Leader of the Opposition Pierre Poilievre is moving Canada’s latest jobs numbers into the centre of his case against Prime Minister Mark Carney, arguing that weak employment data exposes a gap between the government’s economic message and its domestic policy record.
The Conservative leader posted two social media attacks on Carney, one aimed at taxes, energy rules, permitting, and reinvestment, and another built around a split-screen comparison of Carney’s remarks on Canada’s relationship with the US.
The labour backdrop is doing much of the political work. Statistics Canada’s April Labour Force Survey showed total employment down 18,000 from March, with the unemployment rate at 6.9%. The youth unemployment rate reached 14.3%, half a percentage point higher than the previous month.
Further, full-time employment dropped by 47,000 in April, while part-time work increased by 29,000. In total, full-time employment fell by 111,000 positions since January.
In one of Poilievre’s posts, he tied that labour weakness to a four-part economic critique. The attached graphic said Carney had not repealed the industrial carbon tax, repealed the tanker ban, streamlined project approvals, or lowered taxes while eliminating capital gains tax on reinvestment.
Mark Carney has had a year to make these simple fixes and unleash Canada’s economy.
— Pierre Poilievre (@PierrePoilievre) May 12, 2026
Why won’t he make these changes today?
Because he’s just another Liberal. pic.twitter.com/HhTMNzkecC
The political target is Carney’s credibility on economic execution. Carney became prime minister in March 2025, and his government has emphasized sovereignty, trade resilience, and stronger growth. The Prime Minister’s Office says his mandate includes defending Canada’s sovereignty and building the strongest economy in the G7.

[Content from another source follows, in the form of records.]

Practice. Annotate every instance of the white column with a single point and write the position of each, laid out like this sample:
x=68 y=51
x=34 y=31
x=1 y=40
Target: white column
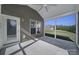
x=44 y=27
x=0 y=8
x=55 y=29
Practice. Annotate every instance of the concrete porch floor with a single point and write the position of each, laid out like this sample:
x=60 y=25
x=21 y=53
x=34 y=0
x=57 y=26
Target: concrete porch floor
x=44 y=46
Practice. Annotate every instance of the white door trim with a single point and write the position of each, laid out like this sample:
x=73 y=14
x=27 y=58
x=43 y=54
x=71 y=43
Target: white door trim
x=5 y=17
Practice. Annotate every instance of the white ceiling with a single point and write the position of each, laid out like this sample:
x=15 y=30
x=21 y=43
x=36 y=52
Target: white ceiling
x=53 y=10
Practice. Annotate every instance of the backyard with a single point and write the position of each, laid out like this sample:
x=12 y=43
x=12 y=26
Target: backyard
x=70 y=35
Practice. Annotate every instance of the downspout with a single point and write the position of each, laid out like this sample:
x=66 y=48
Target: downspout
x=55 y=29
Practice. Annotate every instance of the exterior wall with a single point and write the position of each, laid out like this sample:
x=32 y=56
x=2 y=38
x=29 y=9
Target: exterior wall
x=78 y=29
x=25 y=13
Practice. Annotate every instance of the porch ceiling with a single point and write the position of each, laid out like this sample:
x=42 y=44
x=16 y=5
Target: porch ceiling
x=48 y=11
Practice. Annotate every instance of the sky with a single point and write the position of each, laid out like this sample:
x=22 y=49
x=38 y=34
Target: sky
x=65 y=20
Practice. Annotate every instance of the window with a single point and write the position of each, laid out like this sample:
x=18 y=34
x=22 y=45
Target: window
x=33 y=27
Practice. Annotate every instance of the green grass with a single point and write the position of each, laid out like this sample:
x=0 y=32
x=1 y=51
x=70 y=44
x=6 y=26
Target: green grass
x=71 y=35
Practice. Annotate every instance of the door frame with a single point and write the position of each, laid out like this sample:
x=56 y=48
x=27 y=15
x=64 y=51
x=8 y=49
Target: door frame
x=5 y=17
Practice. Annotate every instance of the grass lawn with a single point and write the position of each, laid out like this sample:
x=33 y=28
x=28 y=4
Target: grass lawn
x=71 y=35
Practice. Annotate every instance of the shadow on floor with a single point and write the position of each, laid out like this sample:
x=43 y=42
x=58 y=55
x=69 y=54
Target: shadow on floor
x=67 y=45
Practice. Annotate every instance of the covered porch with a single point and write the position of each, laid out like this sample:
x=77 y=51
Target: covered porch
x=42 y=46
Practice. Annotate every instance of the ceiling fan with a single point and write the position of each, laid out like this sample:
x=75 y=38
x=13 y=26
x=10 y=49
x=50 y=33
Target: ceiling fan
x=46 y=6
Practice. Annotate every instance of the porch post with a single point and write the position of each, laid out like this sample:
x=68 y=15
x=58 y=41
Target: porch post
x=44 y=27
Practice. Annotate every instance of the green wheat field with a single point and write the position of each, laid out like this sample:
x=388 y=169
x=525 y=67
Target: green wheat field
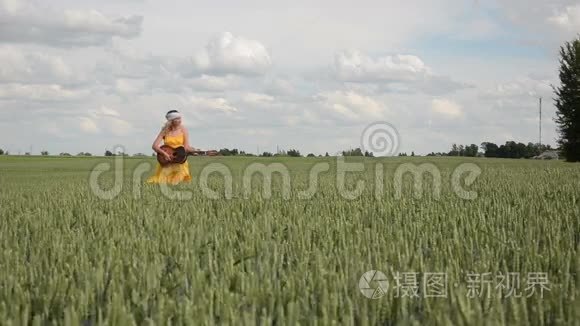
x=69 y=257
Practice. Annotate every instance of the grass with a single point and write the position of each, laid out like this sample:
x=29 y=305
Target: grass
x=68 y=257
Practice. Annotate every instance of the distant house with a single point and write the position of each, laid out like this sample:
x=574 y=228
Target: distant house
x=547 y=155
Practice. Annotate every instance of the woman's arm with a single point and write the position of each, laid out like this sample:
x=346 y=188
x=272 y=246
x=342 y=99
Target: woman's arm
x=157 y=143
x=186 y=141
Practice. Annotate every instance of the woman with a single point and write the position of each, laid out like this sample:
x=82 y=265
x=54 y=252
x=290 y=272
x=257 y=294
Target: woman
x=174 y=135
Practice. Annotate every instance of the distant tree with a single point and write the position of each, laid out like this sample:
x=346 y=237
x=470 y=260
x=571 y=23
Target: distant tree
x=568 y=101
x=489 y=149
x=294 y=153
x=353 y=152
x=228 y=152
x=470 y=150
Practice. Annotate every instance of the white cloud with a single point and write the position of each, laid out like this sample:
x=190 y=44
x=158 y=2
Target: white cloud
x=258 y=99
x=105 y=119
x=217 y=104
x=393 y=73
x=36 y=23
x=351 y=105
x=568 y=18
x=40 y=92
x=32 y=66
x=88 y=125
x=519 y=88
x=227 y=53
x=355 y=66
x=446 y=108
x=215 y=83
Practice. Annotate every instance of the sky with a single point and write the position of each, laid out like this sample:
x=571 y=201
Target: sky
x=86 y=76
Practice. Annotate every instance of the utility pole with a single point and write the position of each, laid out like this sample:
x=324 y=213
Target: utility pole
x=540 y=123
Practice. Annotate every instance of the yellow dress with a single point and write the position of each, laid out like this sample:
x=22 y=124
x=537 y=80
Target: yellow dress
x=172 y=173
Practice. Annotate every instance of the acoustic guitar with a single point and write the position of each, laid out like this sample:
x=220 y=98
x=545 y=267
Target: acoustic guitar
x=179 y=155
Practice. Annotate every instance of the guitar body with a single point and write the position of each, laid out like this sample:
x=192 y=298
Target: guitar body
x=179 y=155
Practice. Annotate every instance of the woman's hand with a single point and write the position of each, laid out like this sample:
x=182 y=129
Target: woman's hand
x=166 y=155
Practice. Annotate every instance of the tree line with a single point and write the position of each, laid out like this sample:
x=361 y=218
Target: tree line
x=510 y=149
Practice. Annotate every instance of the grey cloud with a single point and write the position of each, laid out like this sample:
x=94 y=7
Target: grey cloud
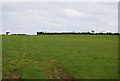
x=31 y=17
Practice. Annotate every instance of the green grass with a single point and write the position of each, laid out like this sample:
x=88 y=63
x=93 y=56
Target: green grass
x=81 y=56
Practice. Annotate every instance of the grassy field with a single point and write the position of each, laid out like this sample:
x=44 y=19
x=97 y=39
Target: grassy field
x=60 y=56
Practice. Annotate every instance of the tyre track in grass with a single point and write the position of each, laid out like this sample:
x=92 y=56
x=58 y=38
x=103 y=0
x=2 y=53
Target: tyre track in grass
x=57 y=72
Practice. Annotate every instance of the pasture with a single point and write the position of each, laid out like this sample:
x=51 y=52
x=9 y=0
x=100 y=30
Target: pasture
x=60 y=56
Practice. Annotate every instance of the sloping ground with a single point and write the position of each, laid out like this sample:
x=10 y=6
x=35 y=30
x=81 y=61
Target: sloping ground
x=60 y=56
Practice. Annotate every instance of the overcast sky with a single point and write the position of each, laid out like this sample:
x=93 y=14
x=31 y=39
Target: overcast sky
x=30 y=17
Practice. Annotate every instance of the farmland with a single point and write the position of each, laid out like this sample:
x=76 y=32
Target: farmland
x=60 y=56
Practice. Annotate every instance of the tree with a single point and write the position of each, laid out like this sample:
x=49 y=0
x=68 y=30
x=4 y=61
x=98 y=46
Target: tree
x=93 y=31
x=7 y=33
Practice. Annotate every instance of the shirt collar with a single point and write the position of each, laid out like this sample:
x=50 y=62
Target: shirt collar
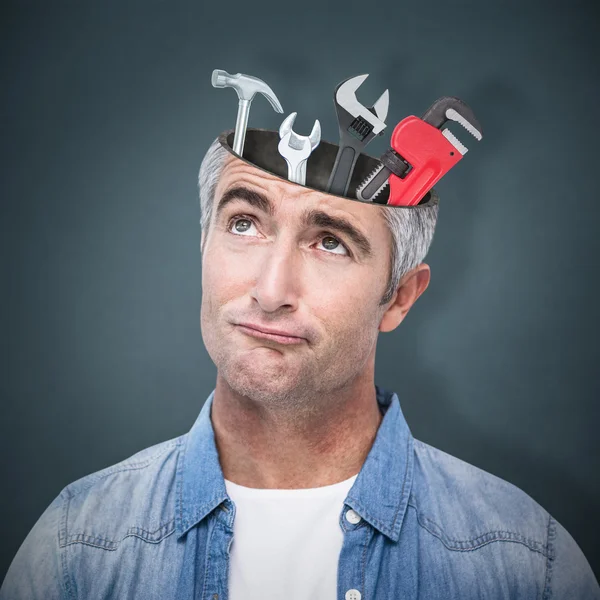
x=379 y=494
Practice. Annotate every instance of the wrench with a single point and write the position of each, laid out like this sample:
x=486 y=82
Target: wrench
x=296 y=149
x=358 y=125
x=421 y=153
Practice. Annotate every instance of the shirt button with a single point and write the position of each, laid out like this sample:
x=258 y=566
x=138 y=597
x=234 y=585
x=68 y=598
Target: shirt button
x=354 y=518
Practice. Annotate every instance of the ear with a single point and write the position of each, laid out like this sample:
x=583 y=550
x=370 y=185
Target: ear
x=411 y=286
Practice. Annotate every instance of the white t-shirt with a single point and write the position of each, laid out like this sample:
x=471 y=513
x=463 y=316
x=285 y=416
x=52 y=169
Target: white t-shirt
x=286 y=543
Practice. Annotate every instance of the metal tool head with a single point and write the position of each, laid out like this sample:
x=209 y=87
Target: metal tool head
x=246 y=87
x=298 y=140
x=450 y=108
x=345 y=97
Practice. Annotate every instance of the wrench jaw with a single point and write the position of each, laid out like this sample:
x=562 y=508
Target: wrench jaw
x=287 y=124
x=296 y=149
x=363 y=120
x=450 y=108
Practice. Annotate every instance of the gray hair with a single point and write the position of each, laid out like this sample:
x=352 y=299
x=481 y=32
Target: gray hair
x=411 y=229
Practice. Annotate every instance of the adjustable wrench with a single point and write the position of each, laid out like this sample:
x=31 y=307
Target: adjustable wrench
x=296 y=149
x=421 y=153
x=358 y=125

Poilievre’s earlier video post contrasted Carney saying Canada is in “a rupture, not a transition” with another clip saying Canada remains open to “deeper integration.” It also juxtaposed warnings about dependence on the US with remarks about finding common ground with President Donald Trump after the election.
Which of these two very different men do you agree with? pic.twitter.com/UFn5DJhBy7
— Pierre Poilievre (@PierrePoilievre) May 12, 2026
Poilievre’s framing is clear: Carney is being presented as both a critic of US dependence and a negotiator of deeper cross-border ties. However, the alternative reading is that Carney is shifting to reduce Canada’s vulnerability as the situation with the US progresses.
For now, the fight is less about whether Canada needs growth than about which constraint should be addressed first. Carney is asking voters to accept a longer economic reset built around resilience and market diversification but Poilievre is betting that weak jobs data will make voters demand faster domestic changes before that strategy has time to pay off.